Electrical and seismic response of saline permafrost soil during freeze - Thaw transition
- Author(s): Wu, Y
- Nakagawa, S
- Kneafsey, TJ
- Dafflon, B
- Hubbard, S
- et al.
Published Web Locationhttp://dx.doi.org/10.1016/j.jappgeo2017.08.008
© 2017 We conducted laboratory studies on the geophysical signals from Arctic saline permafrost soils to help understand the physical and mechanical processes during freeze-thaw cycles. Our results revealed low electrical resistivity (< 20 Ωm) and elastic moduli (7.7 GPa for Young's modulus and 2.9 GPa for shear modulus) at temperatures down to ~− 10 °C, indicating the presence of a significant amount of unfrozen saline water under the current field conditions. The spectral induced polarization signal showed a systematic shift during the freezing process, affected by concurrent changes of temperature, salinity, and ice formation. An anomalous induced polarization response was first observed during the transient period of supercooling and the onset of ice nucleation. Seismic measurements showed a characteristic maximal attenuation at the temperatures immediately below the freezing point, followed by a decrease with decreasing temperature.
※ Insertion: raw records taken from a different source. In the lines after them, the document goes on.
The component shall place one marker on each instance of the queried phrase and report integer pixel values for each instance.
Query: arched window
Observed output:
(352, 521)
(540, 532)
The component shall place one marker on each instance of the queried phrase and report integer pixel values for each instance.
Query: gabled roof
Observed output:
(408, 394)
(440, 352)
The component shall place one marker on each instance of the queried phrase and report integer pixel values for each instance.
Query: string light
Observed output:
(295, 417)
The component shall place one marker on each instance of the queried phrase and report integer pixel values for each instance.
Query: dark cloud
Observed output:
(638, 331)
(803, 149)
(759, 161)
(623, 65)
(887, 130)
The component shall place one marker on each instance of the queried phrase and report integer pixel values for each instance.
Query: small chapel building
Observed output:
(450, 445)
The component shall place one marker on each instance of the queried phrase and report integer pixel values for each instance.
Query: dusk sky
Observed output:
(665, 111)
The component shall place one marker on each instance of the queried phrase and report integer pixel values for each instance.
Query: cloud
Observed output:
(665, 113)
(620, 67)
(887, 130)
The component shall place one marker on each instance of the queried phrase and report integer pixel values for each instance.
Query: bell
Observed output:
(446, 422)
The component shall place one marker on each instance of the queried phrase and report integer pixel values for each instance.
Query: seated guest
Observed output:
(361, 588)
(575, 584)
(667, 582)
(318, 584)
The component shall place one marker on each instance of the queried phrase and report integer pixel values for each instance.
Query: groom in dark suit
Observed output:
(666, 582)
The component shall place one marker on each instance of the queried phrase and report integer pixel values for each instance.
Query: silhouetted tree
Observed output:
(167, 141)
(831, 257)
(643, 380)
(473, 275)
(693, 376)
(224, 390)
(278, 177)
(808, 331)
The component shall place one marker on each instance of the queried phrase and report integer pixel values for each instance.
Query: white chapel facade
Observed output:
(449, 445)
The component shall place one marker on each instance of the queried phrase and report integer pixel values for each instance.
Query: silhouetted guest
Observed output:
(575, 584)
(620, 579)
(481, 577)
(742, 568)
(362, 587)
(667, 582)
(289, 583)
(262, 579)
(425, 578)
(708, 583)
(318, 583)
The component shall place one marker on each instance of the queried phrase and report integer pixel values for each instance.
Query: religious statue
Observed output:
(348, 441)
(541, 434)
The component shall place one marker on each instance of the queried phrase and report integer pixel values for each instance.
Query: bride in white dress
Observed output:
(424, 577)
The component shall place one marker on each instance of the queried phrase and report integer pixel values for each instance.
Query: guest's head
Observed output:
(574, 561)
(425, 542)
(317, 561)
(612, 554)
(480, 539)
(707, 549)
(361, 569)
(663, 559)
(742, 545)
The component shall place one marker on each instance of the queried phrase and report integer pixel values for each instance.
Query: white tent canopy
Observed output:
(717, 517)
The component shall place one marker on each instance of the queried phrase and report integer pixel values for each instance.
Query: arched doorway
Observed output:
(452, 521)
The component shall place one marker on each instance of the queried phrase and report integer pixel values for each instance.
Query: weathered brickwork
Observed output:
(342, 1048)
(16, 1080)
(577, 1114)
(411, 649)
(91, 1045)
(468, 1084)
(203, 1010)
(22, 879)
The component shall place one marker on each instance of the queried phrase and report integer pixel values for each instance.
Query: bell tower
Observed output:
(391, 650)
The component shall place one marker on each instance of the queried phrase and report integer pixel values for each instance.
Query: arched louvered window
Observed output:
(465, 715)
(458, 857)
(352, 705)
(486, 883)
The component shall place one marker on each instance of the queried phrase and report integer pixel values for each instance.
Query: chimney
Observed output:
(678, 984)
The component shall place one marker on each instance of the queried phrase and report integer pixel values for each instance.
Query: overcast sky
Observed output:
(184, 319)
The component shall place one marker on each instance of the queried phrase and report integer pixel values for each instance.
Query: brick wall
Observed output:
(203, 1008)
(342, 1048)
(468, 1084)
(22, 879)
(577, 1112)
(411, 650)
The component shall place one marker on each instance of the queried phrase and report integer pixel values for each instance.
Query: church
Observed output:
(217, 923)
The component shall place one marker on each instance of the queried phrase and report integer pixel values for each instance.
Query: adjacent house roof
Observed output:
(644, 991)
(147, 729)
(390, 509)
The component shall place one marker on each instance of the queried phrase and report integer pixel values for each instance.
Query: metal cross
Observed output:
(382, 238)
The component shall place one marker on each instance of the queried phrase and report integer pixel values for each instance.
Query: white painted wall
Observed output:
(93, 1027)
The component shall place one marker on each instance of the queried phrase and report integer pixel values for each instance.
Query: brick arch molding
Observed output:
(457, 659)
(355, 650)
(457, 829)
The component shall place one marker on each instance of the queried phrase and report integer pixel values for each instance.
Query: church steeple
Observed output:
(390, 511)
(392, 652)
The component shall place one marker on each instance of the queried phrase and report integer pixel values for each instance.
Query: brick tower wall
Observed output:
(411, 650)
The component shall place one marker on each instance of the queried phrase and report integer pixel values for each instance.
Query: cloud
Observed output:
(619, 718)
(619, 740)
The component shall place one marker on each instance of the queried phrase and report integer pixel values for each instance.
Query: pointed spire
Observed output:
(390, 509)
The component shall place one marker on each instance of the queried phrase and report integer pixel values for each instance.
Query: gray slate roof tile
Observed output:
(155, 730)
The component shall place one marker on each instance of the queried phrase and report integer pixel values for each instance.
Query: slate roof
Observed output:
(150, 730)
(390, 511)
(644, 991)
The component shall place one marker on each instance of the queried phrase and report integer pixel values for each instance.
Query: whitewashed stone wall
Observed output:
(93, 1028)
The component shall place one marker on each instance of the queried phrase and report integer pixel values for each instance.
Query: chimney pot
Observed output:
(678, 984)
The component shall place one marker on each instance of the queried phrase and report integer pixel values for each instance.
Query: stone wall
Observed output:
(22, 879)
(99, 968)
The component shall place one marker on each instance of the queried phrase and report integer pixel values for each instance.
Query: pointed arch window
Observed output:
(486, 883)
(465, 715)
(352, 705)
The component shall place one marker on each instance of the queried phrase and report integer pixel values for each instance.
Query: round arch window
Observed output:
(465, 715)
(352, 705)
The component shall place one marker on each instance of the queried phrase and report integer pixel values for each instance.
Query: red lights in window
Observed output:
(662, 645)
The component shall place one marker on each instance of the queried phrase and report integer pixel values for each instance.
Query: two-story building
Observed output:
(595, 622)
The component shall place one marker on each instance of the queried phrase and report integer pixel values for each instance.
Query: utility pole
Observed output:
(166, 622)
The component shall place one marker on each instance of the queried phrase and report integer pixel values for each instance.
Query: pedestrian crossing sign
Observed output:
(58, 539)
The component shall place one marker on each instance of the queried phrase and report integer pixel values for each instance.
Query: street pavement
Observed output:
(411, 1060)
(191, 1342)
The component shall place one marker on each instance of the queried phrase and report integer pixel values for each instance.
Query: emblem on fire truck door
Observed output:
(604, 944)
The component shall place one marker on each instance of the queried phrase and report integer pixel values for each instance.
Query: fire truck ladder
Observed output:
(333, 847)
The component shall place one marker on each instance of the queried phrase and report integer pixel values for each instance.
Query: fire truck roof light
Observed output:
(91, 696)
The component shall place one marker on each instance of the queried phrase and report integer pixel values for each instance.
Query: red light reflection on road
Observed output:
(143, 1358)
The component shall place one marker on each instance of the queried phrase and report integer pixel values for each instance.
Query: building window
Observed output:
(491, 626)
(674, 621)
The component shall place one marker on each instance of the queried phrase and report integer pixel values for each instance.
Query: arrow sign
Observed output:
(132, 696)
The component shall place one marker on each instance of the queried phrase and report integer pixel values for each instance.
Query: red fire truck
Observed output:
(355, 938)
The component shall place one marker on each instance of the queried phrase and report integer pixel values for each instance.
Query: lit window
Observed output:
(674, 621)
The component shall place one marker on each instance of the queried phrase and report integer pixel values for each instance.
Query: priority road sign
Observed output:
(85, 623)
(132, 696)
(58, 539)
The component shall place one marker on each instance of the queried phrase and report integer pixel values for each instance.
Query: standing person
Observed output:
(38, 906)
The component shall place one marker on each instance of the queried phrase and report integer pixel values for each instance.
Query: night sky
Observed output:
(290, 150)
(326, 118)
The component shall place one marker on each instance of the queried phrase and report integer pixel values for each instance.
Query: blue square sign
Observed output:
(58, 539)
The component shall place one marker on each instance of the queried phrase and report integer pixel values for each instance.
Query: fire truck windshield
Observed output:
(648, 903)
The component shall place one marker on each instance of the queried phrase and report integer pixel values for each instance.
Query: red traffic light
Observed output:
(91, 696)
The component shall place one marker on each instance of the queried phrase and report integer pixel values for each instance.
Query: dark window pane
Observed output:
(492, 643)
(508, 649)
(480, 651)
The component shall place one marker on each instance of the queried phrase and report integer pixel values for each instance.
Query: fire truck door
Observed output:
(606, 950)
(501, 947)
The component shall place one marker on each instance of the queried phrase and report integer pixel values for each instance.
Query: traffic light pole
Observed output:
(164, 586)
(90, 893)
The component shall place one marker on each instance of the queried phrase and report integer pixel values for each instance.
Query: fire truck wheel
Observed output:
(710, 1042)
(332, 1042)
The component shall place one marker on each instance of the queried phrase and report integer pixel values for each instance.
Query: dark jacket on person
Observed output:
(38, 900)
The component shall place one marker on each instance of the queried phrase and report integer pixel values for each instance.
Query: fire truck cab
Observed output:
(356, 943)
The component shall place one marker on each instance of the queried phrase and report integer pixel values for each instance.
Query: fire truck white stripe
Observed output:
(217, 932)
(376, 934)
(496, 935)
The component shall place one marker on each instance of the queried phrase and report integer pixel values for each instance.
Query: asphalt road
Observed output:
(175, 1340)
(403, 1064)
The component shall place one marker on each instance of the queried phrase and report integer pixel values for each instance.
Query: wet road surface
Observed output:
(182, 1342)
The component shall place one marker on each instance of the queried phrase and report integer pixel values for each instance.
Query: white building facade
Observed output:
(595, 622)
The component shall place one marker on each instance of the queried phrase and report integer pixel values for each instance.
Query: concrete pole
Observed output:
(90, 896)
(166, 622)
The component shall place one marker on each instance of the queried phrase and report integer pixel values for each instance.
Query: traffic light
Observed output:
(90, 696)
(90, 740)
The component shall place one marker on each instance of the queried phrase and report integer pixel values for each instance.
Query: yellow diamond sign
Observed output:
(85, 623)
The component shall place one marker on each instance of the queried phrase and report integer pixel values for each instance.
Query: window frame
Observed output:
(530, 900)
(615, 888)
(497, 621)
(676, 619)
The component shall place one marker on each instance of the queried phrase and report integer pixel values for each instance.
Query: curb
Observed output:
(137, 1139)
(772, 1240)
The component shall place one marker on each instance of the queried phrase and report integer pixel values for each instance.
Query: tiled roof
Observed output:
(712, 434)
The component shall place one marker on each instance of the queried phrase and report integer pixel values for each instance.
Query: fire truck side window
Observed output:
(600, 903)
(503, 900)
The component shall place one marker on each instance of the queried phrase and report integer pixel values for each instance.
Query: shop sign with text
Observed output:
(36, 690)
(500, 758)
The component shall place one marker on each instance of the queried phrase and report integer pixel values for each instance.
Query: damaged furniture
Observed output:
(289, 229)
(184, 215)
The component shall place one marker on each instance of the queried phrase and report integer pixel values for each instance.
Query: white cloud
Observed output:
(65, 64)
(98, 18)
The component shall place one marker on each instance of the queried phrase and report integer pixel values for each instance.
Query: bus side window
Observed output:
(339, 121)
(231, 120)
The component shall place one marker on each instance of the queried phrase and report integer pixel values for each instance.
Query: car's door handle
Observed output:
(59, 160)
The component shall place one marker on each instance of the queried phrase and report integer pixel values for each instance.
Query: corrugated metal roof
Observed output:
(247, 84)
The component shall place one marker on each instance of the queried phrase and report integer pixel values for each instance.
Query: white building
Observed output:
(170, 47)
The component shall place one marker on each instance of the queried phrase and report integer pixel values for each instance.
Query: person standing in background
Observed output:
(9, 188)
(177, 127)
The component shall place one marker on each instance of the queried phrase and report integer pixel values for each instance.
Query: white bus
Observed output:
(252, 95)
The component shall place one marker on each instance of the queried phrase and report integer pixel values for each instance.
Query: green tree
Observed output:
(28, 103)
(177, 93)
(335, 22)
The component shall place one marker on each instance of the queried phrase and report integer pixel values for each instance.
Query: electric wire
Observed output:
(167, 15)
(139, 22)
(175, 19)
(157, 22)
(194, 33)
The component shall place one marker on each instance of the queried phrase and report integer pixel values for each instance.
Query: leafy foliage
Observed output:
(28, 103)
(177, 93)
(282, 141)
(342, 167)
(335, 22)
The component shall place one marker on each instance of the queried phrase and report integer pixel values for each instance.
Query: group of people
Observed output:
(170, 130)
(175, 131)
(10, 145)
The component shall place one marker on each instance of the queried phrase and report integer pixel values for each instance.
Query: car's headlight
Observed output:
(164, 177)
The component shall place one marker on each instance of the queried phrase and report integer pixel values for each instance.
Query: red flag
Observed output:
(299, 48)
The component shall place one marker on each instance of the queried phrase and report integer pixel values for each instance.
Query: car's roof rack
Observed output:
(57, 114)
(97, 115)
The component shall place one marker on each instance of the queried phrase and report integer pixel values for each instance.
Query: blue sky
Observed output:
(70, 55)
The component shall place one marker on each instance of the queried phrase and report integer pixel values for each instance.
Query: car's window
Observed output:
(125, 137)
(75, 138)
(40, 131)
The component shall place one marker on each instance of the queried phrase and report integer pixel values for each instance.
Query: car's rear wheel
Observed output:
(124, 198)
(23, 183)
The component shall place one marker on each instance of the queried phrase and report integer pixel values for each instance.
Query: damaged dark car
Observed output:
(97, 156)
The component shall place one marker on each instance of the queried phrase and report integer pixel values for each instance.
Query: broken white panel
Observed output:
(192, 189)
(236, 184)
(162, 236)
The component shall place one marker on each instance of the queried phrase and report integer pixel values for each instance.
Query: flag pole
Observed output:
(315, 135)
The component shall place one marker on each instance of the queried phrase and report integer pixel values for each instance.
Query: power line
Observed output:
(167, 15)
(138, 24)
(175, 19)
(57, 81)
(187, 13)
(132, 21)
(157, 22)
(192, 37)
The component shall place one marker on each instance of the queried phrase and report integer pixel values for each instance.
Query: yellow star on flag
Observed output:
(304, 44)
The calculated elastic moduli showed a non-hysteric response during the freeze – thaw cycle, which was different from the concurrently measured electrical resistivity response where a differential resistivity signal is observed depending on whether the soil is experiencing freezing or thawing. The differential electrical resistivity signal presents challenges for unfrozen water content estimation based on Archie's law. Using an improved formulation of Archie's law with a variable cementation exponent, the unfrozen water content estimation showed a large variation depending on the choice of the resistivity data during either a freezing or thawing cycle. Combining the electrical and seismic results, we suggest that, rather than a large hysteresis in the actual unfrozen water content, the shift of the resistivity response may reflect the changes of the distribution pattern of the unfrozen water (or ice) in the soil matrix during repeated freeze and thaw processes. Collectively, our results provide an improved petrophysical understanding of the physical and mechanical properties of saline permafrost during freeze – thaw transitions, and suggest that large uncertainty may exist when estimating the unfrozen water content using electrical resistivity data.